Have you ever stepped back from a situation in an attempt to look at it logically and come to the conclusion that there was just no possible way that it could work out well?
I remember our team’s first full day in Stuttgart when we set out in smaller teams to prayer walk around some of the communities, specifically for the brothels in that area. The specific location my small group was going is home to a mega brothel. We were informed of a murder of one of the ladies there in recent years by a brutal crime of jealousy that had occurred in sight of many of the other women inside. The team used to be allowed inside to bring gifts and speak with the ladies, but then a shift in management following the incident closed the doors to us.

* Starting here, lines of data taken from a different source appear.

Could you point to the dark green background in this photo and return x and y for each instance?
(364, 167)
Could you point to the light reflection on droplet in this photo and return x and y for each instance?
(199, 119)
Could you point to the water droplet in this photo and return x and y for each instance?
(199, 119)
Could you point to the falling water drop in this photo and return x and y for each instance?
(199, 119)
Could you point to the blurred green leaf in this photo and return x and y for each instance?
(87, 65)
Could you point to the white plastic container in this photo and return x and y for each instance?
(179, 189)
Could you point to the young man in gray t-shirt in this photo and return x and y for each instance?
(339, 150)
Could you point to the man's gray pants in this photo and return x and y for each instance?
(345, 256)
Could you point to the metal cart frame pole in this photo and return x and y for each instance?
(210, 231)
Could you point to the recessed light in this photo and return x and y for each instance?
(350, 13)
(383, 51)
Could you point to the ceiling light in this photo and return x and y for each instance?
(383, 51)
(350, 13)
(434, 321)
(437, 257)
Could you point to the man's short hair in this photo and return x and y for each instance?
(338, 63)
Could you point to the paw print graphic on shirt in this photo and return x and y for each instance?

The brothel had the strongest sense of darkness I had ever felt before. I could physically feel the weight of the spiritual warfare. As my heart was pounding I mentally stepped back and assessed the entirety of the situation I was walking into. Although I wasn’t convinced that I was physically in much danger, something about the situation had me certain that things would go terribly wrong.
As we continued to pray, I felt an overwhelming sense of how small I was in relation to the massive problem in front of me. I began to doubt the effectiveness of my prayers, feeling that I couldn’t possibly pray “big enough” to make any difference. That was it. That was the terrible thing I was expecting. I couldn’t make a difference.
Then, almost like a whisper through the fear and doubt circling my thoughts, the Lord reminded me of his promise of victory. Not only did this give my prayers a better sense of hope and expectation, but allowed me to realize that the entire weight of trafficking and sexual exploitation was not something that I alone was meant to carry.
It is already finished. We already know who will win. Confident hope of inevitable victory is a powerful force in prayer against the enemy.
When we know in advance the victory we are predestined for, our attitude shifts. When we know that God is fighting with us, we have so much more authority in our voices. We walk a little taller. We pray a little fiercer. We may even have the audacity to pray boldly.
God doesn’t shy away from bold prayers. He begins with impossible.
Scripture tells us that faith as small as a mustard seed can move mountains (Matthew 17:20). Can you imagine what bold proclamations in faith could do?
I think most of us are wired for pessimism. We tend to think in worst-case scenarios rather than assessing difficult situations with our pre-determined victory. I know I tend to be that way. But we must learn to face the world from the perspective of victory – we know the battle is already won.